Cityworks helps SCFD use flow test inspections and create event layers for out-of-service fire hydrants. Prior to the deployment of Cityworks, any out-of-service fire hydrants “wouldn’t be known for weeks and were never easily accessible,” Eskesen says. He also states that by looking at the map, SCFD knows “exactly what fire hydrants are in working order and which ones are not.” Whenever a work order is issued in the Public Utilities Department for a fire hydrant, a symbol appears on the fire department map to show the fire hydrant is out of service. Once the fire hydrant is repaired, the symbol changes color and remains green for 30 days before disappearing. Customized fire hydrant symbols on the map enable the SCFD to efficiently track and maintain essential fire hydrants for the safety and well being of Sandy City residents and businesses.
In addition to customizing event layers for fire hydrant maintenance with Cityworks, Sandy City utilizes Cityworks Storeroom to take inventory of construction and maintenance materials. The city keeps a sizeable inventory stockpiled at all times in case of emergencies. The city also uses Storeroom to keep track of materials and parts lent to other cities—something that happens from time to time because of Sandy City’s prolific stockpile. A tracked inventory in Storeroom “prevents [the city] from purchasing a lot of unnecessary materials,” Eskesen says. Before the city used Cityworks Storeroom, Eskesen states, “If we needed a material and weren’t exactly sure if we had it or not, we would simply purchase it. Now that is all gone away.
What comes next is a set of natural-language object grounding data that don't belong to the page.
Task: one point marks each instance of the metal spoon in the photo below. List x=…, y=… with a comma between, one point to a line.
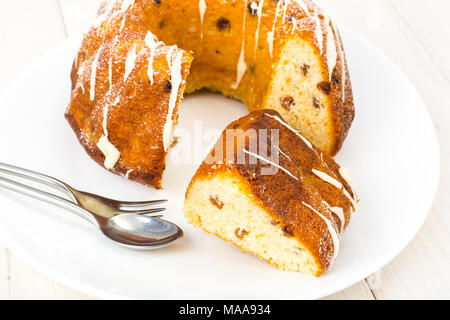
x=134, y=231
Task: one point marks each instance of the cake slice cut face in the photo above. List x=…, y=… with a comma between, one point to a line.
x=271, y=192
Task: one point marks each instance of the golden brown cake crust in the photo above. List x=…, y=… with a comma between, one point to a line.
x=136, y=109
x=226, y=30
x=286, y=198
We know in an instant what we have.”
Scott Arnold, storeroom manager at Sandy City, used a Microsoft Excel spreadsheet for a number of years before making the move to Cityworks Storeroom. Although apprehensive to make the change at first, Arnold found the switch from Excel to Cityworks Storeroom seamless: “I picked up Cityworks quickly, and information is easy to pull up in the system.”
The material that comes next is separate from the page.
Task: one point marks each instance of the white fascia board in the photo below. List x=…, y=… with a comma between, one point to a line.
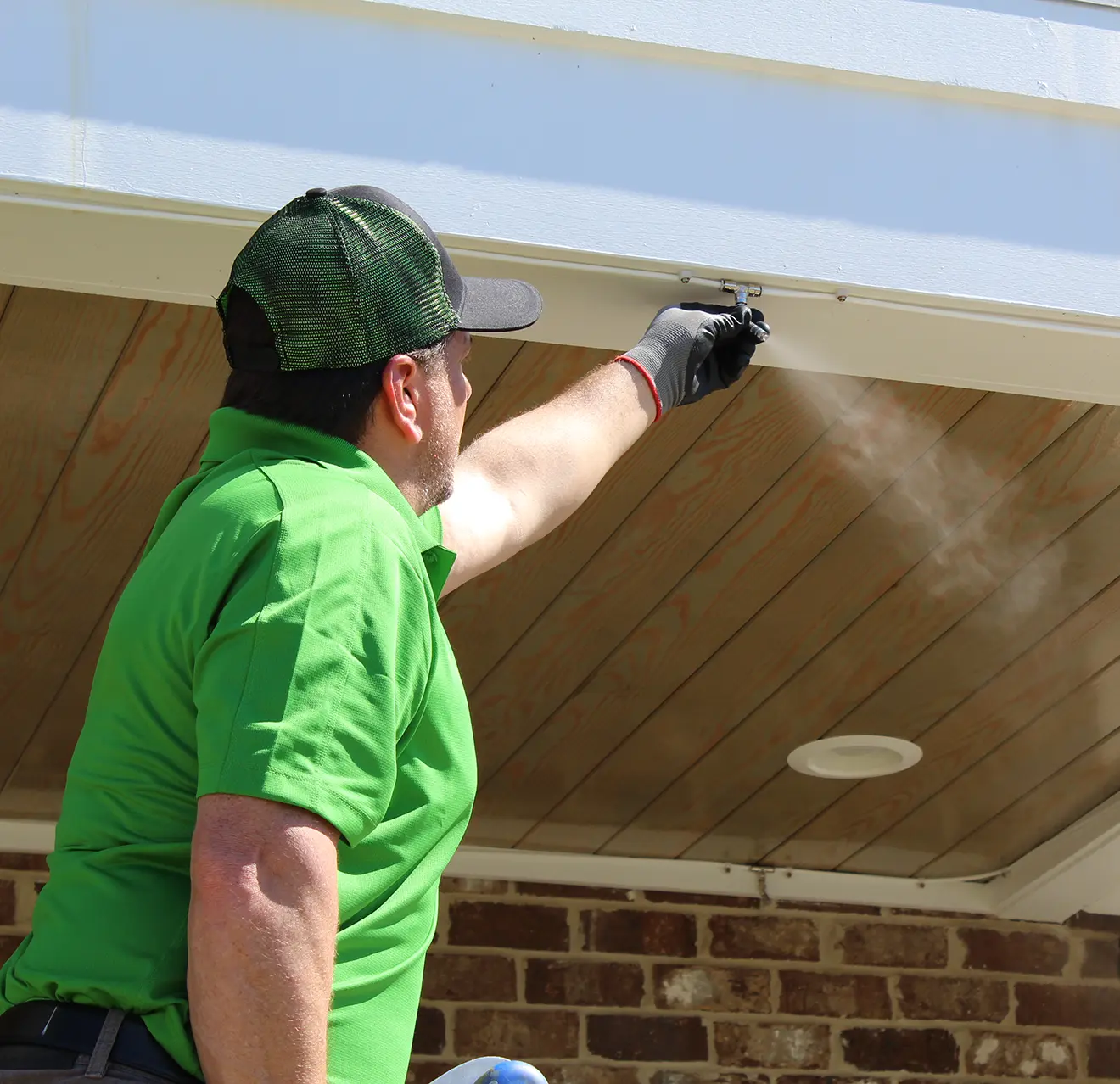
x=27, y=836
x=1073, y=871
x=718, y=878
x=1054, y=53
Easy transitions are another factor that inspired Sandy City to utilize Cityworks on laptops for streetlight management in August of last year. Larry Bowler, former operations manager at Sandy City Public Utilities, says that utilizing laptops in the field allows workers to enter completed task information into the system for a supervisor or manager to instantly see. Bowler explains that a supervisor or manager can “at any time know the status in real-time, which is a huge time saver.” Using laptops in the field not only benefits workers, managers, and supervisors, but Bowler says, “On the flip side, field personnel can also access service requests while in the field, saving even more time and effort by being able to access and input the information much easier and at any time.”
“We are always pleased to see organizations improving business processes with Cityworks, and what a great thing to see them implementing it in ways that safeguard their community in areas such are the Fire Department and others,” states Brian Haslam, president and CEO of Cityworks–Azteca Systems. “Cityworks’ flexible nature and unique GIS-centric capabilities make it the leading solution in the industry, Empowering GIS® for Public Asset Management from around the world to our individual communities, ultimately providing safer and more sustainable communities for us to live in.”